Assim, tendo em vista ausência de requerimento administrativo, correta sentença que fixou a data do termo inicial do benefício na data da citação válida.
Conclusão
Ante o exposto, nego provimento à apelação do INSS.
É o voto.

PODER JUDICIÁRIO
Tribunal Regional Federal da 1ª Região
GAB. 05 - DESEMBARGADOR FEDERAL RUI GONÇALVES
Processo Judicial Eletrônico
PROCESSO: 1014256-33.2023.4.01.9999
PROCESSO REFERÊNCIA: 0000637-04.2013.8.04.4400
CLASSE: APELAÇÃO CÍVEL (198)
APELANTE: INSTITUTO NACIONAL DO SEGURO SOCIAL - INSS
APELADO: MARIA JULIA PEREIRA DA SILVA
E M E N T A
RECURSO DE APELAÇÃO. PREVIDENCIÁRIO E PROCESSUAL CIVIL. TRABALHADOR RURAL/ URBANO. AUXÍLIO-DOENÇA. QUALIDADE DE SEGURADO. COMPROVADA. VÍNCULO EMPREGATÍCIO URBANO. DIB NA DATA DA CITAÇÃO VÁLIDA. APELAÇÃO DO INSS NÃO PROVIDA.
1. Incapacidade não contestada no recurso, há controvérsia quanto à prova da qualidade de segurada especial da parte autora.
2. A concessão de benefício previdenciário por invalidez requer o preenchimento de dos requisitos: qualidade de segurado, cumprimento de carência (segurado urbano) e incapacidade para o trabalho ou para a atividade habitual por mais de quinze dias.

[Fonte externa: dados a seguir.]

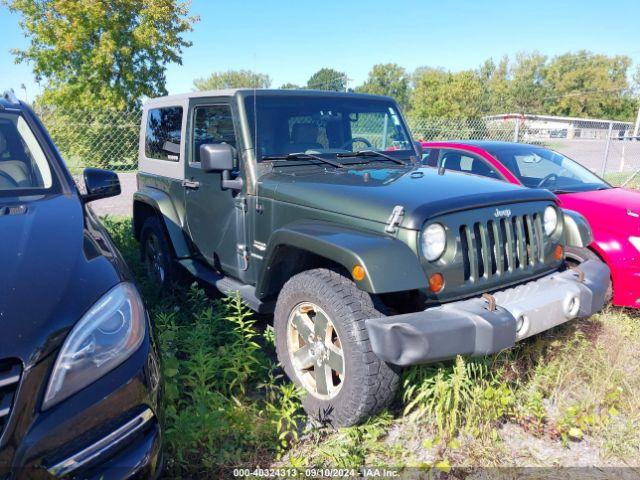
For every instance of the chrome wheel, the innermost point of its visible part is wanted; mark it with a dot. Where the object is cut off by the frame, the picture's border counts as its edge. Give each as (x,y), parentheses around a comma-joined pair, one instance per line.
(154,259)
(315,350)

3. A requerente ingressou em juízo com a presente ação no dia 29.11.2021, sem o prévio requerimento administrativo. No caso, tendo em vista que a cidade em que a parte autora reside (Humaitá/AM) não possui agência da Previdência Social e o seu deslocamento para comparecer a outra cidade se torna oneroso, resta dispensada a exigência de prévio requerimento administrativo como condição para o acesso ao Judiciário, eis que tal situação se amolda à exceção prevista no item 57 do voto condutor no julgamento do STF no RE 631.240/MG.
4. A autora ajuizou esta ação na condição de trabalhadora rural e, como prova material, juntou aos autos certidão de casamento em que consta a profissão de agricultora, certidão de nascimento dos filhos, que comprova o nascimento dos filhos em zona rural, declaração do Pronaf, nota de crédito rural, nota fiscal de compra de produtos rurais, cadastro familiar da atenção básica de saúde, boletim escolar dos filhos, ficha de matrícula escolar e certidão eleitoral que consta profissão de agricultora.
5. O INSS traz aos autos prova contrária, porquanto o CNIS registra trabalho urbano do autor, período de 21.03.2011 a 01.12.2011, o que descaracteriza a prova material constituída. No entanto, embora o CNIS afaste a qualidade de segurada especial, restou demonstrado que na data do ajuizamento da ação a autora possuía vínculo empregatício urbano, o que comprova sua qualidade de segurada urbano.
6. A fixação do termo inicial do benefício na data do laudo não tem amparo na jurisprudência, que já se posicionou no sentido de que a DIB é a data da cessação do pagamento anteriormente concedido ou a data do requerimento administrativo, ou, quando inexistentes ambas as situações anteriormente referidas, o termo inicial do pagamento do auxílio-doença será a data da citação da autarquia. (AgInt no AREsp n. 1.961.174/SP, relator Ministro Herman Benjamin, Segunda Turma, julgado em 27/6/2022, DJe de 29/6/2022.)
7. Tendo em vista ausência de requerimento administrativo, correta sentença que fixou a data do termo inicial do benefício na data da citação válida.
8. Apelação do INSS não provida.
A C Ó R D Ã O
Decide a Segunda Turma do Tribunal Regional Federal da Primeira Região, por unanimidade, negar provimento ao recurso, nos termos do voto do Relator.
Brasília/DF, data da assinatura eletrônica.